Augmenter ses ventes à la ferme

Pour éviter les erreurs, des agriculteurs non formés à l’organisation d’un magasin suivent des stages d’aménagement commercial et de marketing. Exemple en Ardèche.
Par Pierre-Louis Berger
La vente de ses produits à la ferme, dans son propre caveau ou dans sa boutique est devenue un formidable enjeu pour les exploitants agricoles. «L’intérêt des circuits courts côtés consommateurs et producteurs est incontestable. Les producteurs tirent les avantages d’une valorisation financière de leurs produits, une valorisation personnelle (retour d’analyse ou de réactions des consommateurs, remise en question pour mieux coller au marché.) Le circuit court permet de reprendre contact avec la réalité du marché économique et du marketing. Les petites exploitations n’ont pas la capacité en termes de volume de s’intégrer dans les marchés économiques pour rivaliser, face à la grande distribution, aux marchés de masse. Il leur faut des outils stratégiques, économiques et de marketing. Suite aux crises alimentaires successives, le consommateur veut en savoir plus sur l’origine des produits. Il fait plus confiance aux connaissances du producteur» reconnaît Pierre Broussart, spécialiste dans l’aménagement intérieur et commercial des magasins, à la tête du cabinet de consultants dans l’Ain «Linéoscope». Pierre Broussard a été consultant pour le groupe Carrefour et a conseillé des centres commerciaux et des commerçants dans les centres villes.
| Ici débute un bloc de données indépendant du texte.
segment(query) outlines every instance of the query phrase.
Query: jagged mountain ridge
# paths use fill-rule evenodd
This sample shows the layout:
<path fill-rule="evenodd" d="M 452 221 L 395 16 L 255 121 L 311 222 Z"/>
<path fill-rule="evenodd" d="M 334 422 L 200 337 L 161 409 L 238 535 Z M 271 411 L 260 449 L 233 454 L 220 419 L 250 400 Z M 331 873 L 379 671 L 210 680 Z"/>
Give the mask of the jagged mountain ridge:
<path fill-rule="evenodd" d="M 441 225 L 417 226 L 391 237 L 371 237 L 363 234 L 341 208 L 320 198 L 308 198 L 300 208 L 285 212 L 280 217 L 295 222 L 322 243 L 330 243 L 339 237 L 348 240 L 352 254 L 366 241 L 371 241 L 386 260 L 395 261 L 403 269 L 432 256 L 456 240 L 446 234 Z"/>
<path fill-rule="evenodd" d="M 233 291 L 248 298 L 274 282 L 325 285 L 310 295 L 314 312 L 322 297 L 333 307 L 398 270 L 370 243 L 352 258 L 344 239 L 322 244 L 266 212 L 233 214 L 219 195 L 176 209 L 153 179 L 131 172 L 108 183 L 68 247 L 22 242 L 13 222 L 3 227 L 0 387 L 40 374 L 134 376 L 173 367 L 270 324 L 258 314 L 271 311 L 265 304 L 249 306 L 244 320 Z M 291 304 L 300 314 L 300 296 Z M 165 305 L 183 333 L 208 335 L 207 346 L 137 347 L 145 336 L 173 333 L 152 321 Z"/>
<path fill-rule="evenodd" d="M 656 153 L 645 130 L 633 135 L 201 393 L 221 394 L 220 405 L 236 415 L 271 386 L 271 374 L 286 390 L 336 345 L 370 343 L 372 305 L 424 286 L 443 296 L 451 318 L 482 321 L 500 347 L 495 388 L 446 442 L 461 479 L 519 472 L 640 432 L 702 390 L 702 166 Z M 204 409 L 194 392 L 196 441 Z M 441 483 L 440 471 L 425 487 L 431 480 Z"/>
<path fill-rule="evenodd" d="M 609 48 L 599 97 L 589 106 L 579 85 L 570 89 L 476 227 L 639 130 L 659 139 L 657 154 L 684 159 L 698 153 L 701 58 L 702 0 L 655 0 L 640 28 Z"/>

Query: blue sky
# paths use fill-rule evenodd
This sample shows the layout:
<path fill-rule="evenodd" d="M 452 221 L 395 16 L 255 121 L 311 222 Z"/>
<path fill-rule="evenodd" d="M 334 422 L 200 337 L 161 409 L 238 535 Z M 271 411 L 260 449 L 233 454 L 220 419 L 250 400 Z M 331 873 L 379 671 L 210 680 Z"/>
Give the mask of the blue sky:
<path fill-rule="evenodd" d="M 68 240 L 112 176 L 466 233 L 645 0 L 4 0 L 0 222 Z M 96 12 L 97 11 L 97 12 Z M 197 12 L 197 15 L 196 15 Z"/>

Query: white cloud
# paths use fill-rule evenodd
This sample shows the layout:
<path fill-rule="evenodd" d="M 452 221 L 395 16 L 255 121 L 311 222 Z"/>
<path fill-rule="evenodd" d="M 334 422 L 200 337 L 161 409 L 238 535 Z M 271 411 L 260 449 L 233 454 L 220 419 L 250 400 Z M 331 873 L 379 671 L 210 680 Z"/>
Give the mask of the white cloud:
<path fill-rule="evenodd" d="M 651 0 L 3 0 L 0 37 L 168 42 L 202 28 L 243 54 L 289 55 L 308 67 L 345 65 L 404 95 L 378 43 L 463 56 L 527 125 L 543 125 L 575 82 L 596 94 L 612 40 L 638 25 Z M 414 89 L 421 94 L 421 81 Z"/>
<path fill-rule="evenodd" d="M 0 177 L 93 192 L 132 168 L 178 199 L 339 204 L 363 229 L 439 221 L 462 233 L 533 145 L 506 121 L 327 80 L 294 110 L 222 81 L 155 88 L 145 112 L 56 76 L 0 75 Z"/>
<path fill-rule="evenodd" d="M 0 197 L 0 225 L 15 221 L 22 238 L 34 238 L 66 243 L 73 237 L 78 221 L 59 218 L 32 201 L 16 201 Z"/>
Il propose ses compétences aux points de vente collectifs et points de vente individuels à la ferme dans le sud est de la France. La chambre d’agriculture de l’Ardèche a fait appel à lui dans le cadre d’une formation sur trois jours. Sophie Trintignac- Baujeu conseillère en production fermière à la Chambre d’agriculture, conseille les porteurs de projets individuels ou les agriculteurs installés dans la transformation à la ferme et la vente directe. Elle suit avec intérêt ce stage : «Les trois jours se déroulent sur des exploitations qui ont des points de vente. Le formateur fait un diagnostic personnalisé des points de vente sur place ou d’après photos. Ce stage bouscule les idées en douceur. Il associe la théorie à la pratique. C’est une formation à vocation économique. On évite ainsi un grand nombre d’erreurs de conception, d’éclairage du caveau, de circulation de la clientèle, de choix et de présentation des produits. Les producteurs connaissent mal la distribution.»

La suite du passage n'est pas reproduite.